Versace Embodied

Versace Embodied

Fall 2025 Art Project

Dario Vitale Launches an Artisanal, Unfiltered Vision for the House—More Cultural Chorus Than Campaign

Versace has always thrived on audacity, and under Dario Vitale, the House isn’t stepping lightly into its next chapter—it’s plunging into the deep end. Today brings Versace Embodied, an expansive, eclectic, and unapologetically artisanal project that reads less like an ad campaign and more like a cultural dispatch. It’s a chorus of voices—photographers, poets, artists, performers—bound together by one theme: the essence of Versace.

Archive by Camille Vivier

The project’s first chapter acts like a prism, refracting the codes of the House into wildly different expressions. Camille Vivier lenses the Medusa at Via Gesù 12, the door to Versace’s Milanese heart, with her signature dreamlike surrealism. Andrea Modica captures youth along the Southern Italian coast, grounding the work in the Mediterranean heritage that defined Gianni’s earliest collections. Meanwhile, Collier Schorr turns inward, sketching figures in raw, unguarded intimacy—illustrations that thrum with Versace’s erotic intensity.

Vitale doesn’t stop at the present; he folds in the past, too. Steven Meisel’s Istante catalogue from Spring/Summer 1997 resurfaces like a time capsule, not as nostalgia but as a reminder of Versace’s long flirtation with cultural vanguardism. Beside it, bronze torsos and archival photographs of the Riace bronzes situate Versace within an art-historical continuum—myth, virility, and voyeurism colliding in ways only this House could sanction.

Istante by Steven Meisel

Yet it’s not only objects and archives; bodies take center stage. Binx Walton is caught on a motorcycle by Stef Mitchell, her lens turning a fashion shoot into a proclamation of independence. Olly Elyte choreographs space for dancers and models to move with unfettered physicality, embodying Versace’s unique fusion of rigor and abandon. Eileen Myles contributes a poem scrawled across Yves Klein blue—raw, personal, and transgressive, the words echo the House’s unfiltered sexuality and humanity.

It’s eclectic, even chaotic at moments, but that’s the point. Vitale isn’t offering a neat campaign narrative—he’s staging a conversation. A conversation between eras, between mediums, between bodies and gazes. In place of the usual glossy product push, Versace Embodied operates as a cultural force, drawing energy from the tension between art and fashion, intimacy and spectacle.

Bronzi di Riace

The result is something unmistakably Versace: fearless, sensual, and irreverent, but also deeply curious about what happens when you let culture in. For a House that has long walked the tightrope between high fashion and pop spectacle, Vitale’s first gesture suggests a tilt toward the artisanal, the intellectual, and the collective.

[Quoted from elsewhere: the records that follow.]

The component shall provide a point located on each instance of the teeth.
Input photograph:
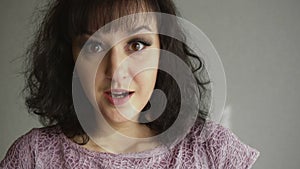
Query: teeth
(119, 94)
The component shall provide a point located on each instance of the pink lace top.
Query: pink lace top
(49, 148)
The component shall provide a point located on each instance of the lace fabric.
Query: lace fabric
(215, 148)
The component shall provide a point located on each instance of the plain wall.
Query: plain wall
(258, 42)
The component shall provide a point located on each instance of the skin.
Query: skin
(130, 64)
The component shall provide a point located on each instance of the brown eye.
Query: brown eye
(136, 46)
(93, 47)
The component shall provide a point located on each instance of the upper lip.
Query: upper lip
(118, 91)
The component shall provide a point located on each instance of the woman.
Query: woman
(91, 83)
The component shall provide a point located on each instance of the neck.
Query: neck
(122, 137)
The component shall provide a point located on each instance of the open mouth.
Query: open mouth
(118, 96)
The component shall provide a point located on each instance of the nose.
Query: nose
(116, 67)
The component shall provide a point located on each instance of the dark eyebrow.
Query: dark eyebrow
(132, 31)
(129, 32)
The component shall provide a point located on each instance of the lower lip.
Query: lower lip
(117, 101)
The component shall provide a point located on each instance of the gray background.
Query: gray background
(258, 42)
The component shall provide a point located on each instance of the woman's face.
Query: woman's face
(123, 73)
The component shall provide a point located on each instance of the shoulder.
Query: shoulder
(24, 151)
(223, 148)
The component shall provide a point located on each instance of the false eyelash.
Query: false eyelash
(142, 40)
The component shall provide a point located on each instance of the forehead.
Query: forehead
(92, 15)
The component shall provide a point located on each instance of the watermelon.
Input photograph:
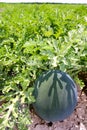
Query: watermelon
(55, 95)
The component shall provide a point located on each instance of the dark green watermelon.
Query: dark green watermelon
(56, 95)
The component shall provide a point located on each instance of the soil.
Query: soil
(76, 121)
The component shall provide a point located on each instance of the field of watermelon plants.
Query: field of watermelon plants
(35, 38)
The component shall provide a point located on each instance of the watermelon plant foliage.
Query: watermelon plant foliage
(35, 38)
(55, 95)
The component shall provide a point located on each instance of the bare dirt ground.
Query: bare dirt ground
(76, 121)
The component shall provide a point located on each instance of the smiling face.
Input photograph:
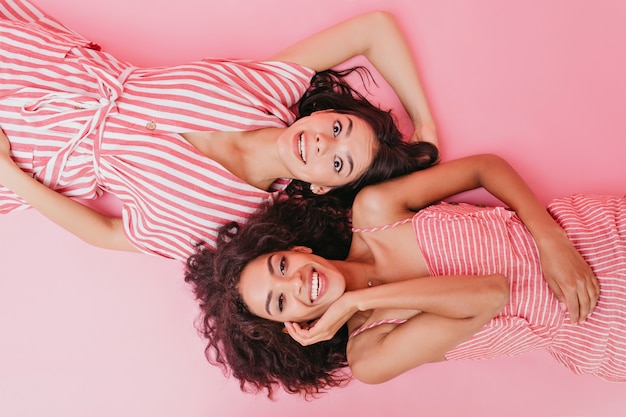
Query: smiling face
(293, 285)
(327, 149)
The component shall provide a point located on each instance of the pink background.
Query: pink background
(88, 332)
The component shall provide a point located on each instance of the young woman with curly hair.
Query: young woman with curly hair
(421, 282)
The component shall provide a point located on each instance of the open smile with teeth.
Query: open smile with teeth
(315, 286)
(301, 147)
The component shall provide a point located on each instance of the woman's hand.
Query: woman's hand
(326, 326)
(569, 276)
(425, 132)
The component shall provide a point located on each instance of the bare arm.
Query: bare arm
(377, 37)
(568, 275)
(84, 222)
(453, 308)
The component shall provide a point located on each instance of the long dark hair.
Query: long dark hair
(394, 156)
(256, 351)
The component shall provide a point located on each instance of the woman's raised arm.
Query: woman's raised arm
(84, 222)
(377, 37)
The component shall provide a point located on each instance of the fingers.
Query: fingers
(303, 336)
(580, 299)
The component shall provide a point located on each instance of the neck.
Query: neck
(251, 156)
(358, 274)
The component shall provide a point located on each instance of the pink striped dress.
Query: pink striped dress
(470, 240)
(465, 239)
(83, 122)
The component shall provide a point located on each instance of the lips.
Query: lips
(301, 147)
(316, 285)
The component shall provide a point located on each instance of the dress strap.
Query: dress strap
(380, 228)
(375, 324)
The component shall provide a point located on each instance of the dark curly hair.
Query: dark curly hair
(393, 157)
(254, 350)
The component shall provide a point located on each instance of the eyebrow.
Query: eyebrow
(269, 295)
(349, 157)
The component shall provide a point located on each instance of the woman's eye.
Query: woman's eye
(281, 302)
(338, 164)
(336, 128)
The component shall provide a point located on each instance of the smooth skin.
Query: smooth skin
(255, 156)
(451, 309)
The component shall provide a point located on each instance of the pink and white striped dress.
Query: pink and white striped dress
(469, 240)
(83, 122)
(465, 239)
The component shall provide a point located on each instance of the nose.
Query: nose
(322, 143)
(295, 282)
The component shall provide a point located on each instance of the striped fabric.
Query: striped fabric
(83, 122)
(465, 239)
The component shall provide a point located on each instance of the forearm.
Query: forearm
(389, 52)
(449, 296)
(500, 179)
(377, 37)
(84, 222)
(452, 310)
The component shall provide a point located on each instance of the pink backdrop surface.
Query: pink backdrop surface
(89, 332)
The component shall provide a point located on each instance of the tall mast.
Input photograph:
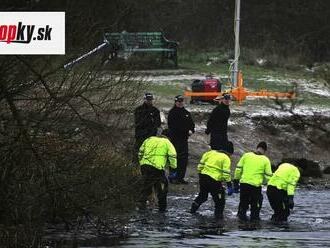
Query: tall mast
(237, 51)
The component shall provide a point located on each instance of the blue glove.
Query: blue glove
(172, 175)
(236, 186)
(290, 202)
(230, 190)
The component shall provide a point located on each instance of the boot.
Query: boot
(194, 207)
(242, 216)
(218, 214)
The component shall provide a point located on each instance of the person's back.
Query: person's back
(285, 178)
(154, 154)
(216, 165)
(146, 120)
(281, 188)
(214, 170)
(155, 151)
(253, 168)
(217, 124)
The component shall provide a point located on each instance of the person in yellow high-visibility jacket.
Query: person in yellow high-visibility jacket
(154, 154)
(251, 171)
(213, 170)
(281, 188)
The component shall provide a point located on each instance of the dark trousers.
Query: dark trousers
(181, 147)
(278, 200)
(154, 178)
(218, 140)
(250, 197)
(208, 185)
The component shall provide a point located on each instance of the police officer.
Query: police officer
(214, 170)
(251, 170)
(217, 123)
(154, 154)
(181, 126)
(281, 188)
(147, 120)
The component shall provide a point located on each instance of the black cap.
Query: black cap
(227, 147)
(226, 96)
(230, 147)
(148, 96)
(263, 145)
(166, 132)
(179, 98)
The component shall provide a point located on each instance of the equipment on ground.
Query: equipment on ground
(126, 44)
(237, 89)
(142, 42)
(209, 84)
(240, 93)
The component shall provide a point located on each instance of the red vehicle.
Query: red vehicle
(209, 84)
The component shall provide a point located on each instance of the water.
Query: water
(308, 226)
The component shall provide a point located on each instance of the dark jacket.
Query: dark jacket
(147, 120)
(179, 123)
(218, 121)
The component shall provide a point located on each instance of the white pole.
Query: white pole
(236, 23)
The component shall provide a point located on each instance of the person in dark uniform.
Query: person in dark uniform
(146, 119)
(217, 124)
(181, 126)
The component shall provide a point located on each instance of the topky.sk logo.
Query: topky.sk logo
(32, 33)
(21, 33)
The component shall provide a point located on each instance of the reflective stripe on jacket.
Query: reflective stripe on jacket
(252, 168)
(285, 177)
(216, 165)
(156, 151)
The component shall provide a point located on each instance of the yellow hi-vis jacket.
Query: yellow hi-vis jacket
(216, 165)
(252, 168)
(156, 151)
(285, 177)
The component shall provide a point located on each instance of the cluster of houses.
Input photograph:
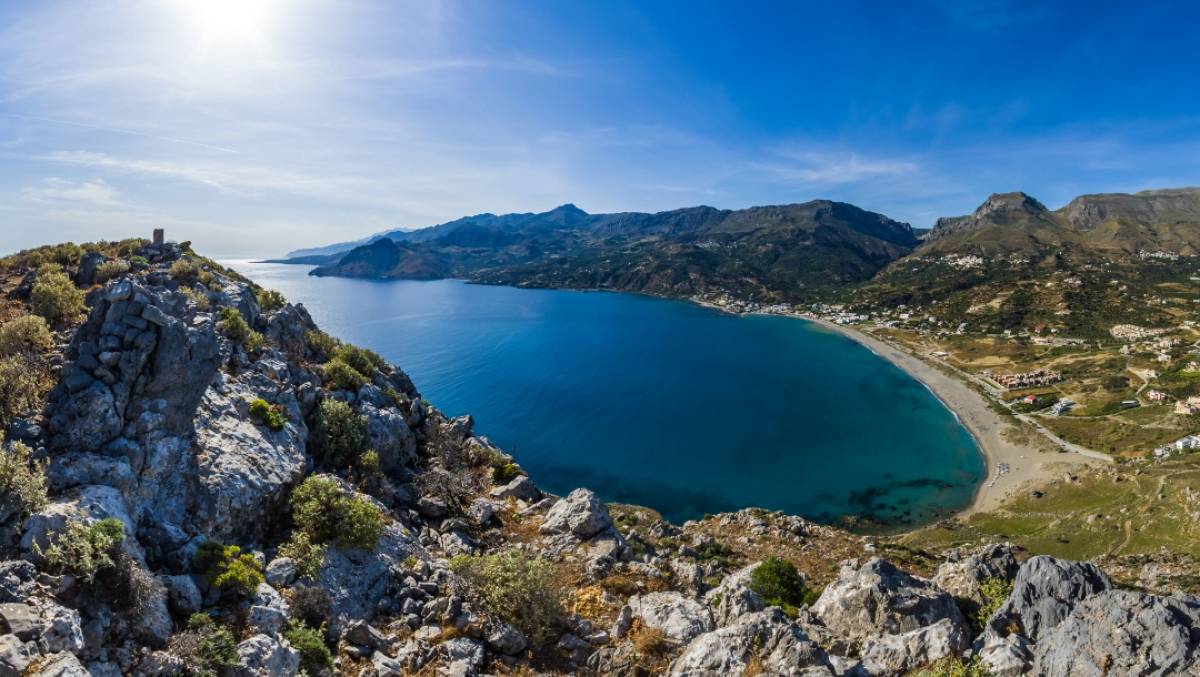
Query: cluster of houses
(1180, 445)
(1024, 379)
(1134, 333)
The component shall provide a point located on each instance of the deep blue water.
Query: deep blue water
(658, 402)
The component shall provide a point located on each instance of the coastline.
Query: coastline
(1026, 462)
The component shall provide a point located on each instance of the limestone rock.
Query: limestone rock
(1123, 633)
(780, 647)
(265, 657)
(581, 514)
(897, 654)
(879, 599)
(678, 617)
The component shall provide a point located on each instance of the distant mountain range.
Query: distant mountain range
(789, 252)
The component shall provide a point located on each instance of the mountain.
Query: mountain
(1087, 227)
(779, 251)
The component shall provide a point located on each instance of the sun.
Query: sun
(223, 24)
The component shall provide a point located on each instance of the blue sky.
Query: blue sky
(258, 126)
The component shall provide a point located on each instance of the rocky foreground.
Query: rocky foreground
(210, 433)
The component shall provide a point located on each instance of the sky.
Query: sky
(253, 127)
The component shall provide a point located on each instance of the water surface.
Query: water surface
(658, 402)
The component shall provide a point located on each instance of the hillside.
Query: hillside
(769, 252)
(196, 480)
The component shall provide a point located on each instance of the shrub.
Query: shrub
(208, 648)
(198, 298)
(239, 331)
(186, 271)
(341, 376)
(54, 297)
(340, 433)
(310, 605)
(307, 555)
(85, 550)
(24, 379)
(504, 473)
(228, 568)
(270, 300)
(360, 359)
(995, 592)
(514, 588)
(27, 334)
(779, 583)
(22, 480)
(111, 270)
(273, 417)
(323, 511)
(315, 655)
(953, 666)
(322, 345)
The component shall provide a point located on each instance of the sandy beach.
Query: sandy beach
(1026, 462)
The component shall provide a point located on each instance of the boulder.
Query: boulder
(678, 617)
(898, 654)
(965, 570)
(520, 487)
(879, 599)
(767, 637)
(581, 514)
(1123, 633)
(267, 657)
(1044, 592)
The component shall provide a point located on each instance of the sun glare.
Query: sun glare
(228, 23)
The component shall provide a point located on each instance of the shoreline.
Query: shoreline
(1026, 462)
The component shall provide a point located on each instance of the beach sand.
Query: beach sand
(1027, 463)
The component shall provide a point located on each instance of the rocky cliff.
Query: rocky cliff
(229, 491)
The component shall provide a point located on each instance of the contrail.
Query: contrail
(171, 139)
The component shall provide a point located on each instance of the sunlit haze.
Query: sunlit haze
(259, 126)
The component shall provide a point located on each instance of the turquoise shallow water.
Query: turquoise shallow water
(658, 402)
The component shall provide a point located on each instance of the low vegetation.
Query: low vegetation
(515, 588)
(22, 480)
(85, 550)
(271, 415)
(55, 298)
(327, 514)
(779, 583)
(228, 568)
(340, 435)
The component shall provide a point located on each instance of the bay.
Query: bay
(659, 402)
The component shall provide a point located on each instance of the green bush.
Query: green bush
(24, 381)
(307, 555)
(504, 473)
(54, 297)
(22, 480)
(322, 345)
(239, 331)
(25, 334)
(84, 550)
(514, 588)
(228, 568)
(111, 270)
(360, 359)
(953, 666)
(270, 300)
(186, 271)
(315, 655)
(779, 583)
(208, 648)
(340, 435)
(341, 376)
(273, 417)
(327, 514)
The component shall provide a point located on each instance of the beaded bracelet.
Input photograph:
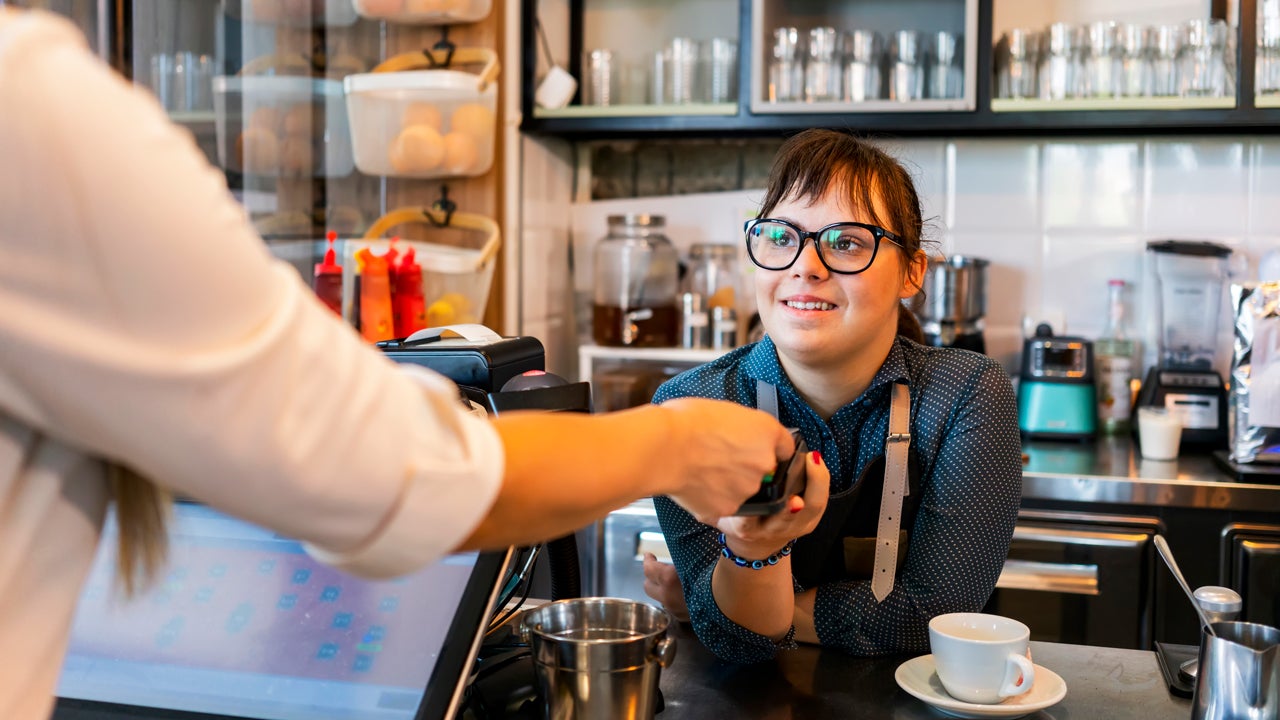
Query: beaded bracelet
(754, 564)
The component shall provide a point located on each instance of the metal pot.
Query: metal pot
(955, 290)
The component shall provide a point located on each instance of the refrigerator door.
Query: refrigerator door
(94, 17)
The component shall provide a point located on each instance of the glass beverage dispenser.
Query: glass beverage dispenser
(1188, 281)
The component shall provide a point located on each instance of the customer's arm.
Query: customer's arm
(144, 319)
(959, 540)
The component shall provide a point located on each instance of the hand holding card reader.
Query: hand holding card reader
(777, 488)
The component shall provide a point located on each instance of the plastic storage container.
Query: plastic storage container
(429, 123)
(455, 279)
(424, 12)
(282, 126)
(636, 277)
(295, 13)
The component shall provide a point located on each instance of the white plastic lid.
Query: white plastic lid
(465, 85)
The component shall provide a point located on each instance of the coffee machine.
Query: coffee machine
(1188, 279)
(952, 302)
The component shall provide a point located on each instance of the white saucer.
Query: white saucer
(919, 678)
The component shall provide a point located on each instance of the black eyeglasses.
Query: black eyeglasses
(846, 249)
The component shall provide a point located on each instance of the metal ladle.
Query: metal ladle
(1168, 555)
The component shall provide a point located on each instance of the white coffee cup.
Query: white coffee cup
(1160, 432)
(981, 657)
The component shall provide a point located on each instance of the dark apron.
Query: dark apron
(842, 546)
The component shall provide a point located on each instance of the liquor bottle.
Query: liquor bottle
(1115, 363)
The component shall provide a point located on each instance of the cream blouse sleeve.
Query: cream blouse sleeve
(142, 318)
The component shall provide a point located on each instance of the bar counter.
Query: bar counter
(1111, 470)
(814, 683)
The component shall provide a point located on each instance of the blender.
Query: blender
(1188, 278)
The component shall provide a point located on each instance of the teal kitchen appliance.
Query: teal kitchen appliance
(1055, 393)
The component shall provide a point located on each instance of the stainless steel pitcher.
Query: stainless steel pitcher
(955, 290)
(1239, 673)
(599, 657)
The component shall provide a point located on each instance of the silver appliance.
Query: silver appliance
(952, 302)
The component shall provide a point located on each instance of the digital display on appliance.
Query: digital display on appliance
(245, 624)
(1057, 358)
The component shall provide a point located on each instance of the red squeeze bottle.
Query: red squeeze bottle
(375, 296)
(328, 278)
(408, 305)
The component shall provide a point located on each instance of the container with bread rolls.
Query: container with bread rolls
(425, 123)
(424, 12)
(295, 13)
(280, 126)
(455, 265)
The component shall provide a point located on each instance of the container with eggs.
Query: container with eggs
(424, 12)
(453, 267)
(424, 123)
(280, 126)
(295, 13)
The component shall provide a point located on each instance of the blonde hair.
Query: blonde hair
(142, 516)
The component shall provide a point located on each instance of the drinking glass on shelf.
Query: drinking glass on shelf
(863, 58)
(1101, 58)
(1202, 65)
(1057, 65)
(905, 67)
(720, 69)
(599, 77)
(1133, 78)
(822, 69)
(1164, 42)
(786, 67)
(1019, 54)
(945, 78)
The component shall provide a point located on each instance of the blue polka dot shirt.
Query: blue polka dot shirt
(964, 432)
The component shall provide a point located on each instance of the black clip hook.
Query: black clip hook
(444, 44)
(442, 205)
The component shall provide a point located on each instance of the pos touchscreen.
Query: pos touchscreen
(245, 624)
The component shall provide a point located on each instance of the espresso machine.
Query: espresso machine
(952, 302)
(1188, 279)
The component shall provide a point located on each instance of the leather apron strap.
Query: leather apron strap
(896, 446)
(895, 490)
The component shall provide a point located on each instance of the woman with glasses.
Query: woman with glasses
(915, 468)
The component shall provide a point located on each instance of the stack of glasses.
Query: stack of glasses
(1110, 59)
(830, 65)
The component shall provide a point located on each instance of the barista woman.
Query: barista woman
(920, 445)
(145, 332)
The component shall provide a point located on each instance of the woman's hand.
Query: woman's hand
(758, 537)
(721, 451)
(662, 583)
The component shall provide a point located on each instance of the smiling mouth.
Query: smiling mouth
(809, 305)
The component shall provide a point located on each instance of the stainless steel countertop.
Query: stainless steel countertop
(1111, 470)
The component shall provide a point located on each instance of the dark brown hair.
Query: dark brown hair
(814, 160)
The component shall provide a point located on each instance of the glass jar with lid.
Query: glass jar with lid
(636, 278)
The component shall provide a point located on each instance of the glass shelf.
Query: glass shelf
(638, 110)
(1032, 105)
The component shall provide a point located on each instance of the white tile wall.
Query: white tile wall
(1056, 218)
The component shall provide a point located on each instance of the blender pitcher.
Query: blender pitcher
(1188, 281)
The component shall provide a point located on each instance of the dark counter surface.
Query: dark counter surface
(813, 683)
(1110, 469)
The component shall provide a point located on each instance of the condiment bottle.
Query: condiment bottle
(328, 277)
(636, 277)
(408, 304)
(375, 296)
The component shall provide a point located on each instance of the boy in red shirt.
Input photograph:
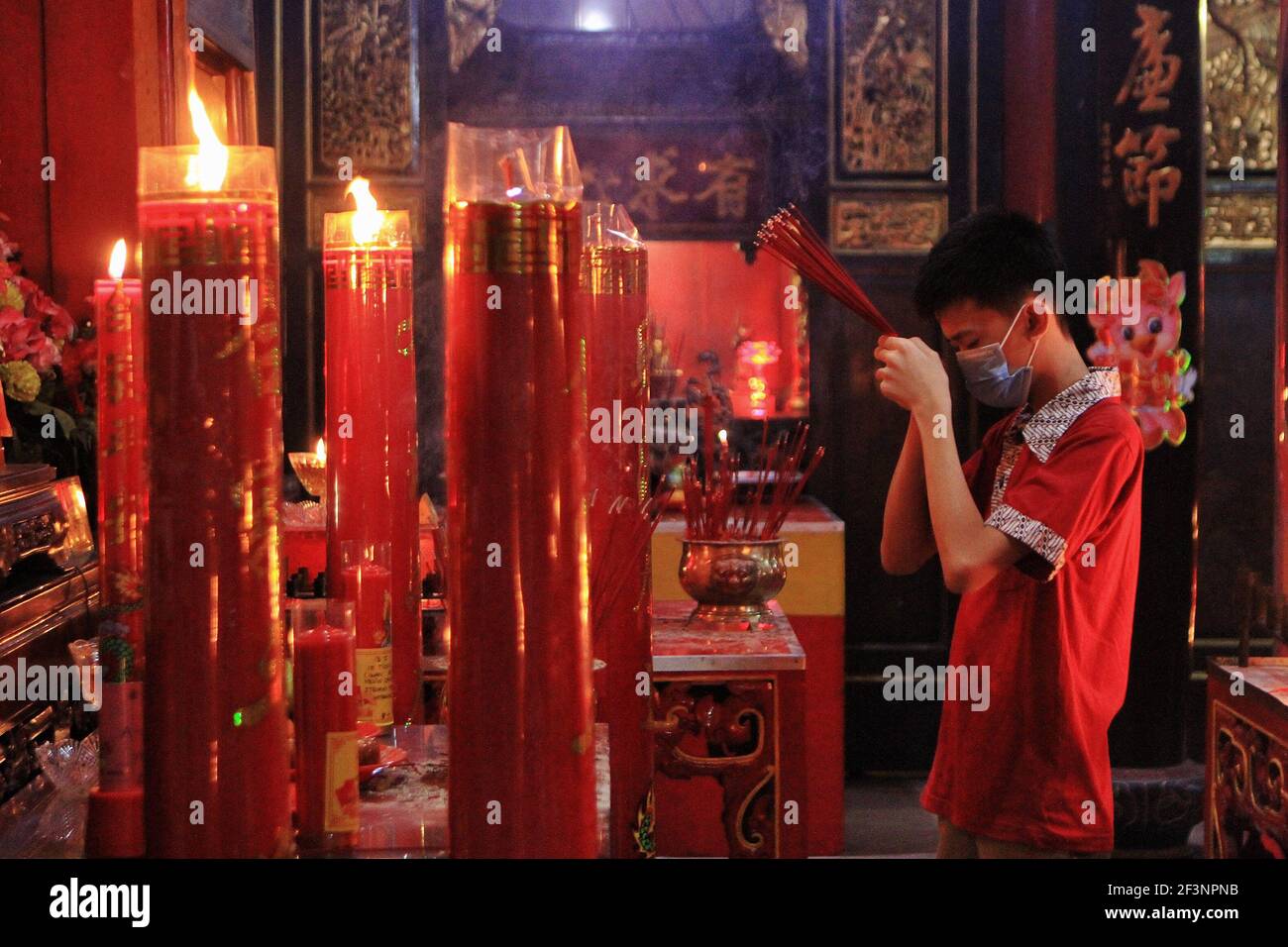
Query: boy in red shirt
(1039, 534)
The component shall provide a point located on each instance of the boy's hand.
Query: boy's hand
(912, 376)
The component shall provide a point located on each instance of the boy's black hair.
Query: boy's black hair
(993, 258)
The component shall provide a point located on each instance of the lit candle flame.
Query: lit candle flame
(368, 219)
(116, 265)
(207, 167)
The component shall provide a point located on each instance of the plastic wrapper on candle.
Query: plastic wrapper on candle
(326, 724)
(522, 780)
(217, 757)
(614, 286)
(116, 806)
(366, 579)
(373, 492)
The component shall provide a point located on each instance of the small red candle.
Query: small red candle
(614, 282)
(373, 478)
(217, 768)
(115, 821)
(366, 579)
(326, 724)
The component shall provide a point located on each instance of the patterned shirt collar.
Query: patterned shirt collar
(1043, 428)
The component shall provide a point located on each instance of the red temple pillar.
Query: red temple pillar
(1029, 107)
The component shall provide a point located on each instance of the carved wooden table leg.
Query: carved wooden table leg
(725, 729)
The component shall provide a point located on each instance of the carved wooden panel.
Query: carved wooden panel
(1243, 218)
(889, 68)
(366, 101)
(1241, 84)
(700, 179)
(888, 222)
(1240, 123)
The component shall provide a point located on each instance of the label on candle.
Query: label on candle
(376, 685)
(342, 783)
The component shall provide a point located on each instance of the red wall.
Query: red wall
(68, 81)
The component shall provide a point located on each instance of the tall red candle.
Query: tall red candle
(115, 819)
(614, 283)
(326, 724)
(373, 489)
(217, 755)
(522, 780)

This isn’t a promise neatly tied with a bow—it’s an opening salvo. A preview of Vitale’s Versace: eclectic, questioning, unafraid to dissolve the boundary between campaign and cultural project. Versace Embodied doesn’t just dress the body; it asks what it means to embody Versace itself. And with this ambitious first chapter, Vitale makes clear that his House is one of dialogue, tension, and fearless creation.